The Texas Commissioner of Insurance is supposed to be a position that regulates the insurance industry and protects policyholders in the state.

But, is that what really happens when insurance companies are actively lobbying and spending big money to wine and dine employees of the Texas Department of Insurance?

Across the nation, insurance companies invite insurance commissioners to meetings over free meals at country clubs and other choice locations. Companies pay for their trips to company sponsored conferences at prime vacation spots, doling out to $7,500 for special privileges and access to insurance commissioners at the Insurance Regulatory Examiners Society Foundation’s summit, and creating close friend-like relationships with commissioners. The insurance companies insist they are only doing so to have to opportunity to educate insurance commissioners on the products they offer and how their company benefits consumers. However, like the Washington Post points out:

“Emails from other states also show personal relationships between regulators and insurers and their representatives, who share dinner invitations, family news and friendly sports wagers.

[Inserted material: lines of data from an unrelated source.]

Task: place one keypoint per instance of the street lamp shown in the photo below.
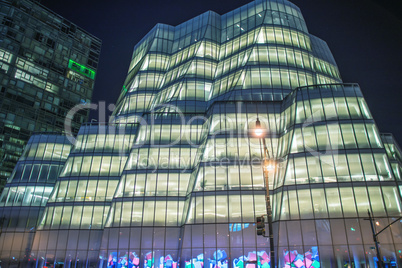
(371, 219)
(267, 166)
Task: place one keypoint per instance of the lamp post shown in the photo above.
(266, 167)
(371, 219)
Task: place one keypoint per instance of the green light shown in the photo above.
(81, 69)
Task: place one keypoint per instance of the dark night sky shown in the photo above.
(364, 36)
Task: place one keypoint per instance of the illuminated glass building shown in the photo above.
(175, 179)
(47, 66)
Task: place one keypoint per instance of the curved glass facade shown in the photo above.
(176, 178)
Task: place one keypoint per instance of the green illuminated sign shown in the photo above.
(81, 69)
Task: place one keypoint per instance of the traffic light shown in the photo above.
(260, 226)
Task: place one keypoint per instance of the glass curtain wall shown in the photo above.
(26, 193)
(176, 178)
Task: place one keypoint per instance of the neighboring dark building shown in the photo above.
(176, 178)
(47, 66)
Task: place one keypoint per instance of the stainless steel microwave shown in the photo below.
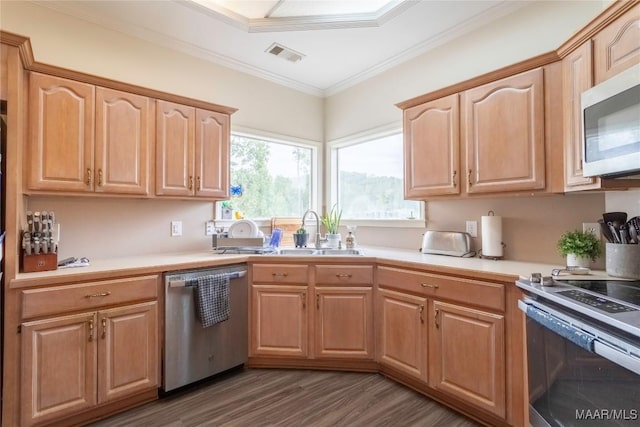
(611, 126)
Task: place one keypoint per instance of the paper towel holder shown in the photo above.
(492, 257)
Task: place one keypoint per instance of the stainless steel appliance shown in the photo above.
(583, 348)
(611, 126)
(452, 243)
(192, 352)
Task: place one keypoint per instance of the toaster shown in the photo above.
(452, 243)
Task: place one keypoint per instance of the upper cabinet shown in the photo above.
(61, 134)
(610, 51)
(489, 138)
(617, 46)
(87, 139)
(503, 134)
(124, 138)
(432, 148)
(192, 151)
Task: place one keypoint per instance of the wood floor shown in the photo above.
(270, 397)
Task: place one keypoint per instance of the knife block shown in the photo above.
(39, 262)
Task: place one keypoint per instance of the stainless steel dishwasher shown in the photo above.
(192, 352)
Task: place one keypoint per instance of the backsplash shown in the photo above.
(109, 227)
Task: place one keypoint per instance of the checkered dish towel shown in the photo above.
(212, 299)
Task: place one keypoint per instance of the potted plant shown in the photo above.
(331, 222)
(579, 247)
(300, 238)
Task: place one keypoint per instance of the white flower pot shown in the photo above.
(574, 260)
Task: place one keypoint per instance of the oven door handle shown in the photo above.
(577, 336)
(628, 358)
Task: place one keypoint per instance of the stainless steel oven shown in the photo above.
(583, 352)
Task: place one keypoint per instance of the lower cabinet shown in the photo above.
(344, 322)
(87, 345)
(279, 320)
(76, 362)
(292, 315)
(467, 355)
(402, 332)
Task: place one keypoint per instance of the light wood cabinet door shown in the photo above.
(402, 332)
(279, 325)
(128, 350)
(617, 46)
(467, 355)
(175, 126)
(124, 132)
(61, 134)
(59, 359)
(432, 148)
(503, 132)
(344, 322)
(577, 74)
(212, 154)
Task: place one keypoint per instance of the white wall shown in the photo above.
(61, 40)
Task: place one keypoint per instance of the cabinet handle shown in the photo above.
(101, 294)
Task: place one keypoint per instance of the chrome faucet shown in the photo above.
(319, 240)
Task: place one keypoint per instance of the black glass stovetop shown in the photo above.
(623, 290)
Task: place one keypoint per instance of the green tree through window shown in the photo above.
(276, 177)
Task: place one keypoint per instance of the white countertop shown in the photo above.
(505, 270)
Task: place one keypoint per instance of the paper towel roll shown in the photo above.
(492, 236)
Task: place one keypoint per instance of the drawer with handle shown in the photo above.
(87, 296)
(280, 273)
(476, 292)
(344, 274)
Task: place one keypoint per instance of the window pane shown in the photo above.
(275, 177)
(370, 180)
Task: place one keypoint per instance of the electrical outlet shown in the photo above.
(591, 227)
(209, 228)
(176, 228)
(472, 228)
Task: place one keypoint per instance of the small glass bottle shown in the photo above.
(350, 241)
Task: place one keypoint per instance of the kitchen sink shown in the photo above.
(318, 252)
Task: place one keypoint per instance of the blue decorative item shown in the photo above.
(236, 190)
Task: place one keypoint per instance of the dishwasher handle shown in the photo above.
(181, 283)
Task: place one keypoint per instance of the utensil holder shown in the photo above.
(623, 260)
(39, 262)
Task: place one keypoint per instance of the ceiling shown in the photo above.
(339, 42)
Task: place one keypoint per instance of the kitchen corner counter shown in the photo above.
(498, 270)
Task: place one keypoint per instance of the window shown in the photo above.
(278, 178)
(369, 179)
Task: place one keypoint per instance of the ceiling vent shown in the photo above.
(284, 52)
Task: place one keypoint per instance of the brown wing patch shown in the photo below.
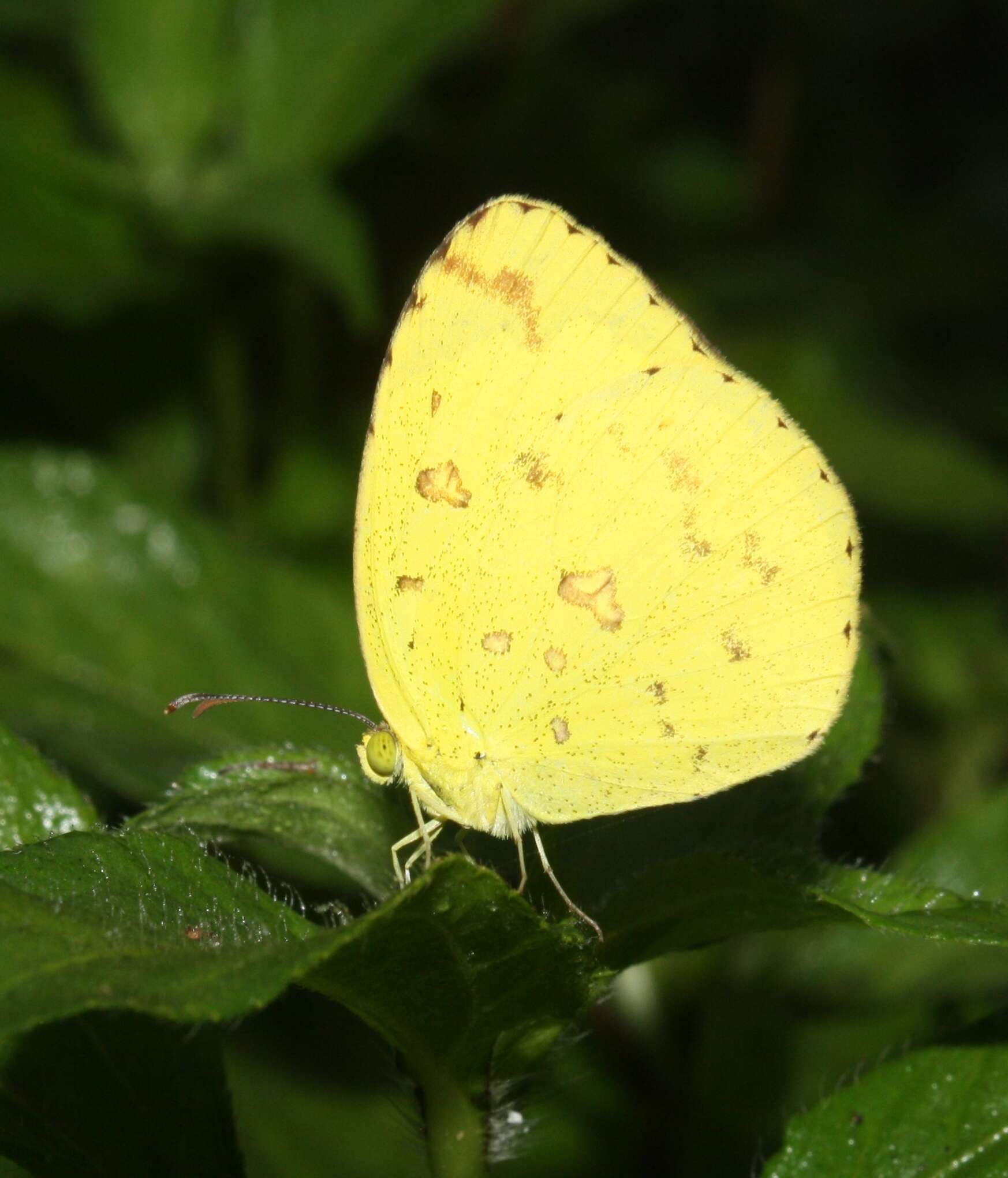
(736, 650)
(507, 285)
(532, 465)
(685, 475)
(595, 592)
(753, 560)
(556, 660)
(443, 484)
(692, 545)
(497, 643)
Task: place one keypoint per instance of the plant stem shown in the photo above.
(455, 1127)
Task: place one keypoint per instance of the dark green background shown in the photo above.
(210, 215)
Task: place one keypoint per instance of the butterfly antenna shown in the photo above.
(204, 700)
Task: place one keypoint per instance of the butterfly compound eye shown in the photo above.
(382, 752)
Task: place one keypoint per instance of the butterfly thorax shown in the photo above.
(469, 791)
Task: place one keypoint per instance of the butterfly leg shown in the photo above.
(434, 830)
(556, 884)
(516, 834)
(423, 832)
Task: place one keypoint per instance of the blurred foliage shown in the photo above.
(210, 213)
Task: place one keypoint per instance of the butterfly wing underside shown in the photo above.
(588, 550)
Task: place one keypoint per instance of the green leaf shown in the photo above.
(325, 814)
(357, 1117)
(935, 1112)
(965, 852)
(159, 72)
(449, 971)
(36, 802)
(114, 603)
(305, 65)
(145, 923)
(307, 219)
(66, 243)
(942, 481)
(114, 1095)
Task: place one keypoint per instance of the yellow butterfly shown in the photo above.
(596, 568)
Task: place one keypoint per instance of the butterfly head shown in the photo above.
(380, 755)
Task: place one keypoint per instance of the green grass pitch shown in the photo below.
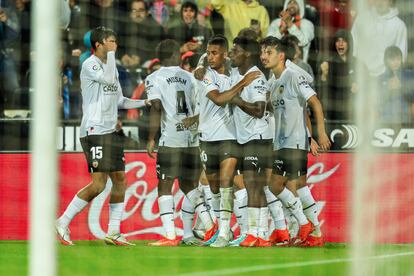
(95, 258)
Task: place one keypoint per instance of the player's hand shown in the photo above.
(251, 77)
(314, 148)
(150, 148)
(189, 121)
(324, 142)
(199, 72)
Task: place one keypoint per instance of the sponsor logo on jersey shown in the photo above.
(172, 80)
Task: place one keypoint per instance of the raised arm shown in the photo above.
(223, 98)
(154, 125)
(316, 107)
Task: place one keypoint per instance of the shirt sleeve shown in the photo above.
(153, 91)
(304, 88)
(209, 82)
(260, 88)
(106, 75)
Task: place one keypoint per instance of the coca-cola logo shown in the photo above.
(142, 206)
(144, 197)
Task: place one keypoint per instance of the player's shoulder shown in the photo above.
(91, 64)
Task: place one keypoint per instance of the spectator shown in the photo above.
(140, 35)
(291, 21)
(297, 58)
(396, 93)
(240, 14)
(338, 79)
(376, 29)
(188, 33)
(9, 32)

“It gets at the whole integrity of the process,” said Bob Hunter, a former Texas commissioner who runs the insurance program for the advocacy group Consumer Federation of America. “It raises among the public more and more doubt about the honesty of government and about government generally.”’

The close relationship itself between the insurance companies and commissioners are not what causes the doubts, however. These doubts are raised because what the public sees is the approved premium increases and rulings in the favor of these insurance companies that spend time “educating” the insurance commissioners about their benefits to the consumers.

After Being an Insurance Commissioner

Per a report from The Center for Public Integrity, most former insurance commissioners even work for these insurance companies once they have left their elected post:

“Half of the 109 insurance commissioners who have left their posts in the last decade have gone on to work for the insurance industry — many leaving before their terms expire. Just two moved into consumer advocacy.”

The independence of The Texas Commissioner of Insurance and his department is particularly important now that he is considering allowing many changes to Texas insurance policies including the use of Arbitration instead of litigation to address bad faith denials of claims.